Com essas balizas, a relativização do Princípio da Presunção de Inocência diante do Princípio da Moralidade restou plenamente enquadrada nos três sub-princípios.

É adequada, porquanto sua relativização encorpa e torna hábil a efetividade da lei da Ficha Limpa, a qual visa impedir a candidatura de candidatos com vida pregressa desabonadora. O resultado pretendido pelo legislador é do contemplar a própria vontade constitucional de prestigiar a moralidade em detrimento da vida pregressa do candidato.

É necessária, porque a relativização da presunção de inocência é meio razoável, que não impede absolutamente que o candidato participe das eleições, uma vez que poderá obter o direito de ser candidato mediante liminar, conforme prevê o art. 3º da Lei Complementar n. 135/2010.

 É proporcional em sentido estrito, porque a mitigação imposta ao Princípio da Presunção de Inocência encontra arrimo no julgamento por um grupo de juízes, o que já lhe confere maior segurança jurídica que um julgamento judicial monocrático. Vale dizer, as vantagens na relativização pesam mais que as desvantagens, mormente porque se contemplará maior número de pessoas representados pela coletividade, ao invés de apenas um ou outro candidato.

Vale destacar que o Princípio da Presunção de Inocência já foi relativizado por diversas vezes pelos tribunais e pela própria legislação.
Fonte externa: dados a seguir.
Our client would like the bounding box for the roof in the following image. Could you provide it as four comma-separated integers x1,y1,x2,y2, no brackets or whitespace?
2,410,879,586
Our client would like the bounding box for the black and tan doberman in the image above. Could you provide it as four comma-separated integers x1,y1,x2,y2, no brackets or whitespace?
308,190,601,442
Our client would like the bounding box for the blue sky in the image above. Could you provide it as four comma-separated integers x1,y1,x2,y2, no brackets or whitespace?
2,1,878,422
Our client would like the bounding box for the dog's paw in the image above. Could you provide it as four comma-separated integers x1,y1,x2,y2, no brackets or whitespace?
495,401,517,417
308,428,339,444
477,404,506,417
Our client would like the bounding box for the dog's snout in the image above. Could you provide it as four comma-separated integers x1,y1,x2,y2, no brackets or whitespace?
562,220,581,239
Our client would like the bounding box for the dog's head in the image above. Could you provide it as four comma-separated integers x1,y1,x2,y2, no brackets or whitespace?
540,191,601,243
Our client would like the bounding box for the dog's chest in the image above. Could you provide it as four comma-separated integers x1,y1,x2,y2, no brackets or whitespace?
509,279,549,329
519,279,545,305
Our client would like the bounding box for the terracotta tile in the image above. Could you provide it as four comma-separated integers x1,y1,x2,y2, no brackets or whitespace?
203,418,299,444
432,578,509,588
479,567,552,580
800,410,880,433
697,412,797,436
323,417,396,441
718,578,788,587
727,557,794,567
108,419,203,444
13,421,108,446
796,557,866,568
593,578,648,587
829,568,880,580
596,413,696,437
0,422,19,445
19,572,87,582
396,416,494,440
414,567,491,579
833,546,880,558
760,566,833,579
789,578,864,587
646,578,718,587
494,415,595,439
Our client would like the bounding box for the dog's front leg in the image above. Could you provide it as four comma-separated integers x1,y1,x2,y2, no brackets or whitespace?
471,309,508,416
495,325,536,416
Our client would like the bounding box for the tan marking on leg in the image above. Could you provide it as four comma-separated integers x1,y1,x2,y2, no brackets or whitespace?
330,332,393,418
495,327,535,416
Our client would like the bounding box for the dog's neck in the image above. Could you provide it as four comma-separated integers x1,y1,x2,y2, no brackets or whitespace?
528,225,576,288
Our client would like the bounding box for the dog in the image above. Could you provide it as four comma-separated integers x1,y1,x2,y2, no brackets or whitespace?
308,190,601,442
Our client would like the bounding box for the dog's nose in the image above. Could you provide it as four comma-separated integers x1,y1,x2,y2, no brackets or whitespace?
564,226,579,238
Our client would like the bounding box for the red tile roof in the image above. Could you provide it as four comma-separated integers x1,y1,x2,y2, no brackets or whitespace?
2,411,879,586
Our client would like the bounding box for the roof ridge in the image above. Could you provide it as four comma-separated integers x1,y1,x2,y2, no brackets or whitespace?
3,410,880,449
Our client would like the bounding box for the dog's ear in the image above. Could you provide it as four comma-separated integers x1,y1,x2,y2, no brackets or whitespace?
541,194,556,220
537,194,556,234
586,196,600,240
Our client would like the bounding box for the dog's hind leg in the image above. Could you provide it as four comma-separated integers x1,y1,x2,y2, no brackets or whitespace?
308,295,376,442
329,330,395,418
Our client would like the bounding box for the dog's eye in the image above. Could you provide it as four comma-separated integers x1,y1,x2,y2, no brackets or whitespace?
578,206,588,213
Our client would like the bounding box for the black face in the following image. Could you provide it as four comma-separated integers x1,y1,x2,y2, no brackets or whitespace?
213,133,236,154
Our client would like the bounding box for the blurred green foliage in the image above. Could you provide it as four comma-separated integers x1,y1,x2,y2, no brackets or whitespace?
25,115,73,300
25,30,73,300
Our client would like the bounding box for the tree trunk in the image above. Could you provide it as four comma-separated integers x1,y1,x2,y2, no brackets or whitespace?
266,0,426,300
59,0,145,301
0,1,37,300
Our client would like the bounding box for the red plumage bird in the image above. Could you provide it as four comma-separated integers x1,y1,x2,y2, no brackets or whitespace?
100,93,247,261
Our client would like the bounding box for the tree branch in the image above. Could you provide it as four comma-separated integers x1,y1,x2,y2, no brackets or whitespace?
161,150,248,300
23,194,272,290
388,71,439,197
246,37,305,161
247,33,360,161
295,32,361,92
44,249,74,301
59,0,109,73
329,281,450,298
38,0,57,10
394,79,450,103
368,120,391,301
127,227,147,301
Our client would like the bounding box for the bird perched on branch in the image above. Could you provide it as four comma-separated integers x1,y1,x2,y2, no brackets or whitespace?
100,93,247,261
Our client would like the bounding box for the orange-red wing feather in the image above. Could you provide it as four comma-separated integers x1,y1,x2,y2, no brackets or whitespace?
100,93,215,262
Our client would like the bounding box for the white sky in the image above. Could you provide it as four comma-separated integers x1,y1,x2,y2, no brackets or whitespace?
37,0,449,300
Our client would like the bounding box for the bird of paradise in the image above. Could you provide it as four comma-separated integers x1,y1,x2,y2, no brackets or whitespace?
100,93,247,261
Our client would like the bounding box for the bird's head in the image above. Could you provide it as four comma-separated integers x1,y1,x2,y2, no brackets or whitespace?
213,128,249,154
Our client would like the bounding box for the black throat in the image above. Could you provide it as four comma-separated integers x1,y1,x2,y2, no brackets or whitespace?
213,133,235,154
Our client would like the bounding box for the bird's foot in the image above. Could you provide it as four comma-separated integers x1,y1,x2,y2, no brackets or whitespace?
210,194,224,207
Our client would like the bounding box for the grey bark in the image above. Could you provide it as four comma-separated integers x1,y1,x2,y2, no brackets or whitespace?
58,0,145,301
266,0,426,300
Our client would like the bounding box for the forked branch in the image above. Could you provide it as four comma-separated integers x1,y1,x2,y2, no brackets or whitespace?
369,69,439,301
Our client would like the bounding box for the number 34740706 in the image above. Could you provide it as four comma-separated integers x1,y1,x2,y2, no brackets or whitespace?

Nesse aspecto bem assentou o Tribunal Regional Eleitoral de Rondônia no Acórdão n. 240, de 03/08/2010, de relatoria do eminente Desembargador Rowilson Teixeira:

Cumpre lembrar que a mitigação do princípio da presunção de inocência tem sido aceita pelos tribunais, especialmente pela Suprema Corte. São os casos das prisões cautelares (prisão preventiva, em flagrante, temporária). Todas são válidas mesmo diante da ausência de uma decisão judicial transitada em julgado. A finalidade é a cautela em favor da sociedade. Com a Lei da Ficha Limpa não foi diferente. O legislador concedeu mais uma medida de cautela à sociedade. Trata-se de relevante medida liminar, permitindo-se que seja afastada a elegibilidade de quem tem vida pregressa reprovável.

A restrição é razoável, até porque o cidadão nestas condições não estaria impedido de obter uma contra-cautela para participar das eleições (art. 3º da LC n. 135/10 c/c art. 26-C, LC n. 64/90) ou de alcançar a própria absolvição nos processos pendentes.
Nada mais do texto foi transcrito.